Following the presentations, delegates discussed the challenges and obstacles for HeadStart in the city as table groups. Table seating had been mixed up, with colleagues from schools, health services, the voluntary sector, local government, and other organisations, sharing their thoughts and perspectives with colleagues from other sectors.

These discussions led into a panel discussion, chaired by Kevin Pace, HeadStart Wolverhampton Manager.

The panel consisted of Kevin, Steve Dodd, Paul McGee, Viv Griffin, and Gavin Hawkins from Wolverhampton's Learning Technologies Team.

Some of the questions and observations from table discussions

  • In schools, we need a whole school approach to fit new things into the timetable - how do we make room for SUMO
  • How do we get schools to recognise that SUMO complements what they are doing in other areas?
  • How do we get staff to realise the benefit for all pupils, and all staff? How do we engage parents in programmes?
  • How do we improve availability of Tier 2 support in schools, and the need for a counselling / therapy offer with availability both for pupils and for staff.
  • How do we resource this with staffing to set up and implement programmes
  • Agencies are working to capacity in schools, how do we deal with pressure on curriculum time?
  • There has been lots of talk about families - how do children in care fit in?
  • We need digital support in schools i.e. a facility for children to report problems.
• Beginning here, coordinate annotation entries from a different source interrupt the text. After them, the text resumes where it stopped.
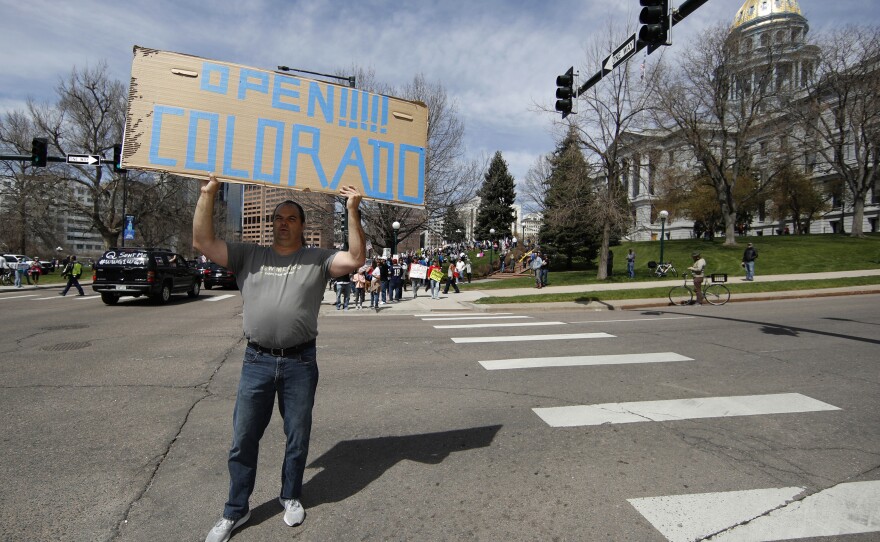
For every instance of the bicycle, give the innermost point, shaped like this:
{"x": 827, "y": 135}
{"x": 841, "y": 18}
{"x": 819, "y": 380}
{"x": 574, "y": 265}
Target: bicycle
{"x": 714, "y": 291}
{"x": 663, "y": 269}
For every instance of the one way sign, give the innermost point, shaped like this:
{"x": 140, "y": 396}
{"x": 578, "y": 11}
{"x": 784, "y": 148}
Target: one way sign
{"x": 622, "y": 53}
{"x": 84, "y": 159}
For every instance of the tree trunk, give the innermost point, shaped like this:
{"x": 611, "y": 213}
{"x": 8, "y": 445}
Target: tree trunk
{"x": 729, "y": 229}
{"x": 858, "y": 218}
{"x": 602, "y": 273}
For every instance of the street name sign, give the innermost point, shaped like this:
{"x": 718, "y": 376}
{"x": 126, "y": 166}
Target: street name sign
{"x": 191, "y": 116}
{"x": 620, "y": 55}
{"x": 84, "y": 159}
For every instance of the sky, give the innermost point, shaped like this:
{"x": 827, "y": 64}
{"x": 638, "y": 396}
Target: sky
{"x": 497, "y": 59}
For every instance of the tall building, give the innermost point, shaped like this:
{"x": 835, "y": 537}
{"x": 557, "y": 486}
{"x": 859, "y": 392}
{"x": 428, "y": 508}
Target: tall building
{"x": 759, "y": 27}
{"x": 258, "y": 202}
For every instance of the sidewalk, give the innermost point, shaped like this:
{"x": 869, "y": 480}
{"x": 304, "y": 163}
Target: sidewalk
{"x": 452, "y": 302}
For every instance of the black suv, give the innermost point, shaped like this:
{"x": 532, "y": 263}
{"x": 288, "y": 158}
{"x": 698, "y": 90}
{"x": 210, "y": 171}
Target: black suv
{"x": 153, "y": 272}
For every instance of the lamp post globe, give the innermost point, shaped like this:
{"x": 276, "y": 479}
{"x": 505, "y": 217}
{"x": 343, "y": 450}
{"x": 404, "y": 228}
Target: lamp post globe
{"x": 394, "y": 226}
{"x": 664, "y": 214}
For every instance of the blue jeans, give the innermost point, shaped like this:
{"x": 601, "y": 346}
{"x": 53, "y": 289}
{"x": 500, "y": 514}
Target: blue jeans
{"x": 343, "y": 291}
{"x": 263, "y": 376}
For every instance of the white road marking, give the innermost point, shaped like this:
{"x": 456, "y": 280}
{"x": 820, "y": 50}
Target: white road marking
{"x": 635, "y": 320}
{"x": 517, "y": 338}
{"x": 575, "y": 361}
{"x": 680, "y": 409}
{"x": 514, "y": 324}
{"x": 742, "y": 516}
{"x": 218, "y": 297}
{"x": 443, "y": 319}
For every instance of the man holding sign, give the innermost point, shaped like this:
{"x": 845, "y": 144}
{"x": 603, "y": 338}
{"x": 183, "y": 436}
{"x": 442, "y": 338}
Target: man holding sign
{"x": 282, "y": 287}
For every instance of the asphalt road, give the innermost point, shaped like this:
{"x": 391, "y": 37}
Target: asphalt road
{"x": 118, "y": 419}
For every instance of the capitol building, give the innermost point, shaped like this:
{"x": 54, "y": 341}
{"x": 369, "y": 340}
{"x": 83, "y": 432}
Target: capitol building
{"x": 764, "y": 31}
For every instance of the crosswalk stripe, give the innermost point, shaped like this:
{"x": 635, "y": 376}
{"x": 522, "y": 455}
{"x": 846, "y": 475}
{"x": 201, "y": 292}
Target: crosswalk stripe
{"x": 635, "y": 320}
{"x": 518, "y": 338}
{"x": 574, "y": 361}
{"x": 447, "y": 318}
{"x": 218, "y": 297}
{"x": 441, "y": 316}
{"x": 514, "y": 324}
{"x": 847, "y": 508}
{"x": 680, "y": 409}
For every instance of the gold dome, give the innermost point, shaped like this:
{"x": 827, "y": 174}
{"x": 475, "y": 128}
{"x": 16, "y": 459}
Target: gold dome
{"x": 755, "y": 9}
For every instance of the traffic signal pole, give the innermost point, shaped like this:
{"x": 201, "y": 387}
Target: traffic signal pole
{"x": 678, "y": 15}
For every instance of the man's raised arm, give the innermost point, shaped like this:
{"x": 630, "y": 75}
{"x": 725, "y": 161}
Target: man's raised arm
{"x": 348, "y": 262}
{"x": 204, "y": 239}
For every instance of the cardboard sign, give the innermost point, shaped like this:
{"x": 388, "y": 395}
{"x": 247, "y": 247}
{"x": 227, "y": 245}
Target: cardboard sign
{"x": 191, "y": 116}
{"x": 418, "y": 271}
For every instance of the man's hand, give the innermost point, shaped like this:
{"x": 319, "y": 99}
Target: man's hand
{"x": 353, "y": 197}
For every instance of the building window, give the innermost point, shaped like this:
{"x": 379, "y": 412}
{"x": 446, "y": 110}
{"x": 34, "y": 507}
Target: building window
{"x": 637, "y": 175}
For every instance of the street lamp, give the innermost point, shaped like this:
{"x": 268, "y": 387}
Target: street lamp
{"x": 491, "y": 247}
{"x": 663, "y": 215}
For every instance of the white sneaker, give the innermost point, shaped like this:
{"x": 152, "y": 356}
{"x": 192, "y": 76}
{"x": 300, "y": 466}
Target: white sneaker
{"x": 293, "y": 511}
{"x": 222, "y": 530}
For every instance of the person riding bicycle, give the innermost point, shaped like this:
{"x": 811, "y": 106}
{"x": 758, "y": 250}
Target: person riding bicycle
{"x": 697, "y": 270}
Class teacher can’t be responsible for supporting out of schools hours. How will this be addressed and how will children be supported out of school hours
  • If children are encouraged to “open up” this leads to more children seeking support - what is the best way to manage this? Adequate resourcing and man-power are important, so we don't overwhelm staff with too many responsibilities.
  • How will the system cater for children that aren’t in education?
  • Too much pressure for children and young people
  • We need a high level training of SUMO into schools and need to maintain SUMO and other programmes in school, utilising ambassadors and developing a consistency of approach by staff
  • Has any thought been given to important role that Outdoor Education / Activities and 'Wilderness' (rugged countryside) experiences can play (in expanding horizons and aspirations, learning new things about self, building confidence, and therapeutic)?
  • Wouldn't it make sense for HeadSpace Hubs to be in Strengthening Families Hubs - Meena Patel (Social Worker, this question was asked in panel Q&A)
  • Need to think about communication messages around - just because you are not based / don't work in one of 4 geographical focus areas, doesn't mean you can't benefit from / get involved in HeadStart initiatives e.g. workforce development using lessons learned, buying in support / activities that are shown to work, digital offer etc - Helen Brown (Beacon Centre)
  • New communities  arrivals need to be included and particular consideration given to those families who have no recourse to public funds
  • The importance of engaging with children and young people / families with Special Educational Needs and Disabilities (SEND).
  • How will networking happen?
  • Will Council Strengthening Families Hub staff be able to benefit from HS workforce Development opportunities?

Val Gibson (Councillor, Cabinet Member for Education) and Kevin Pace (HeadStart Wolverhampton Programme Manager)

Val and Kevin summed up the event by reviewing some of the learning and ideas from the morning, and by sharing thoughts for the next phase of HeadStart.

Through its programmes, its partnerships with you and many other organisations, and through its training for the children’s workforce, including SUMO, through its awareness raising and anti-stigma activities, and through its community based HeadStart Hubs, HeadStart can help to support families, build community strength and capacity, develop a common language and responses, and empower them to take positive action with and for their young people.
— Councillor Val Gibson

A final song - Megan, Wolverhampton HeadStarter

The event finished with a wonderful performance from Megan, one of our young person HeadStarters.

Thank you Megan for completing the event in style!